The difference in the number of structures in data sets mainly arises from the different requirement of the specific atomic coordinate for AANs (Table 2). In construction of the ADN, a link can be established even if the atomic coordinates of some other atoms are lost. On the other hand, construction of the CAN requires all the atomic coordinates of the Cα atoms for each amino acid residue. Therefore, the data set of CAN has the smaller number of structures than that of the ADN. Due to the more complex definition of the ISN, the ISN has a smaller number of structures in the data set than the CAN and the ADN. While the number of structures in data sets for these three methods are not identical, most of structures in data sets are common in these three models and only a few structures are included in one or two of them (Fig. S1). The analysis was, therefore, performed using the common data set in the three models. The results shown in Figs 27, using the common data set, are quite similar to the analysis using whole data set for each model shown in Figs S4S9, where the numbers of the datasets are different among the models.

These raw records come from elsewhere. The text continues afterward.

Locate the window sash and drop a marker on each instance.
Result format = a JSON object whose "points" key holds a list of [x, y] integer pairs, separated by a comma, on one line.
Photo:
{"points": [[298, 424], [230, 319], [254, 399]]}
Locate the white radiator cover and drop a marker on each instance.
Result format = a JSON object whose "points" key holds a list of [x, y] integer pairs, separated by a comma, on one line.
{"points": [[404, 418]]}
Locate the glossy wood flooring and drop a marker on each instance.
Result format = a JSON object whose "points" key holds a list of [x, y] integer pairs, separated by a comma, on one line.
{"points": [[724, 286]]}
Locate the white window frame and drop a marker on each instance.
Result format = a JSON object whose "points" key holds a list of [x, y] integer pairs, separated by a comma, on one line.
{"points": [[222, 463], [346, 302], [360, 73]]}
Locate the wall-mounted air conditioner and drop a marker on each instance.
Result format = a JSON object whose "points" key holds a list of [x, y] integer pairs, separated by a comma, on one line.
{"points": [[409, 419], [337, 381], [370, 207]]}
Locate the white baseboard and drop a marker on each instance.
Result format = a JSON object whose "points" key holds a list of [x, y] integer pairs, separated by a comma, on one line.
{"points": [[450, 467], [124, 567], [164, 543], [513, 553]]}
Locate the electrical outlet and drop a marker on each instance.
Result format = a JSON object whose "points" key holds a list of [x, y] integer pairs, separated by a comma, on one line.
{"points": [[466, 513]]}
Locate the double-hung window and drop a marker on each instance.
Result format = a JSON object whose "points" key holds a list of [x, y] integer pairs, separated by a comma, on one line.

To construct the learning data set to estimate the classification probability, two selection criteria are added to the criteria for the data listed in Tables 1 and S1. We omitted modified proteins to avoid the effect of non-amino acid components on the AAN structure. The protein structures with less than 90% coverage of a protein sequence16,36 were also excluded from the leaning data set. Table S2 exhibits the PDB entries and the numbers of the proteins used for the learning data set. The results shown in Figs S10S15 are similar to those using the whole data set shown in Figs S4S9. The analysis we performed here was, therefore, not biased against data set.